New Scan Intrinsics - Githubissues

This an attempt at #273.

Open questions:

[x] How to spell the name? (Straw vote for plenary)
[ ] Should the initial implementation be restricted to 1D arrays?
- This would eliminate the DIM argument and make it easier to describe.
- Behavior for other ranks is not difficult to implement outside of scan (as illustrated by the descriptions in the first draft)
- Support for additional ranks could be added later without breaking backwards compatibility
[ ] Should the initial implementation have an optional argument to perform a segmented scan?
- There are different ways of specifying the segments that need to be considered in designing the interface
- Support for it could be added later without breaking backwards compatibility

Awesome, thanks @everythingfunctional !

Re: the spelling of the name, what is your preference and those who have requested for it?

I'd like to suggest following how HPF did it - with changes for taste:

1.) Spelling: HPF naming had the operation (e.g., SUM), followed by the scan type (e.g., PREFIX or SUFFIX) to form a procedure name like SUM_PREFIX or PRODUCT_SUFFIX. My vote would be to use the word "SCAN" first, then the operator type - e.g., SCAN_SUM or SCANEX_PRODUCT. Then they will all appear together in alphabetical order.

Note that since the operation is part of the name, no user-provided function is necessary.
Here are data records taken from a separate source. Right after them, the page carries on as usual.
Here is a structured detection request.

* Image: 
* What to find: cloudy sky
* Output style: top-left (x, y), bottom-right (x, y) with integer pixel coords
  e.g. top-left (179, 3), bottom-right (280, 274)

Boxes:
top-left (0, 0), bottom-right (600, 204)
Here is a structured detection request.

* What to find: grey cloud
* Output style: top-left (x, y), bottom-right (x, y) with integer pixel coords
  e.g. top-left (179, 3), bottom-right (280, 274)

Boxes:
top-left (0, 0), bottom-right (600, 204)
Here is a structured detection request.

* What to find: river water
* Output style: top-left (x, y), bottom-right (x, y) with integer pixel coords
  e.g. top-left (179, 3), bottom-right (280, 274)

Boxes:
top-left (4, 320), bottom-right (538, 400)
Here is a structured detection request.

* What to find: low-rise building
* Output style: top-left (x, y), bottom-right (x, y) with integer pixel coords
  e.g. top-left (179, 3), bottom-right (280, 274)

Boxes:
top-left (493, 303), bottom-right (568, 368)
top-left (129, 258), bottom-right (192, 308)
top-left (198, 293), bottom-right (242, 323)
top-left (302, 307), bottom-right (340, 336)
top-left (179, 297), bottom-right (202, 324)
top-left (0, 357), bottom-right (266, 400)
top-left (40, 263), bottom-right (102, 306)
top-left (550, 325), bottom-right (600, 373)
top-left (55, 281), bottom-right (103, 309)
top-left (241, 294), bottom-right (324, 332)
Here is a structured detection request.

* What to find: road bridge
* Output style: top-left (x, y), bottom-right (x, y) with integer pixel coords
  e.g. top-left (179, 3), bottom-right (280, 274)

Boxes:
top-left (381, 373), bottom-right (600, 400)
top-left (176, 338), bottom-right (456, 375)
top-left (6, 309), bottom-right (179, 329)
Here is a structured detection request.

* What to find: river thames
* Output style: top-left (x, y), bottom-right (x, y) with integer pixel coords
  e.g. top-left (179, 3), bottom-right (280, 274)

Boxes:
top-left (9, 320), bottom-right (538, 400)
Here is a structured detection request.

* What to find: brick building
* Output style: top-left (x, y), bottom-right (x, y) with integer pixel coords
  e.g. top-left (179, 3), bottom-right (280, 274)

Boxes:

This avoids the performance issue of having to repeatedly call the user-provided function. IMHO there should be built-in (no user-provided function needed) support for at least sum, product, min, and max. Perhaps at least initially, others could be done via user-provided function.

Another advantage of splitting the names out by operation and scan type is that better compile time checking of the arguments can be done. For example in HPF, sum and product scans can operate on array types of integer, real, and complex. Min and max scans are more limited to integer and real arrays. There are others that only apply to integers and to logicals. Accepted arguments also vary. For example, HPF ALL_SCAN only accepts a logical array and uses the MASK argument as input. See section 7.4.5 of the HPF 2.0 report for a better summary. The MPI library has similar restrictions on data type vs supported operations. See section 6.9.2 of the MPI 4.0 report as an example.

2.) I wouldn't have a problem starting with 1D arrays. The DIM argument complicates the implementation a lot. Get 1D working well, then think about adding the DIM argument.

3.) Segmented scans (e.g., via a logical SEGMENT argument) would be useful. Again, check out how HPF did it. Blelloch's book "Vector Models for Data Parallel Computing" makes extensive use of segmented scans in many of his algorithms.

Walter

-----Original Message----- From: j3-fortran/fortran_proposals @.> Sent: Jan 10, 2023 2:05 PM To: j3-fortran/fortran_proposals @.> Cc: Subscribed @.***> Subject: [j3-fortran/fortran_proposals] New Scan Intrinsics (PR #290)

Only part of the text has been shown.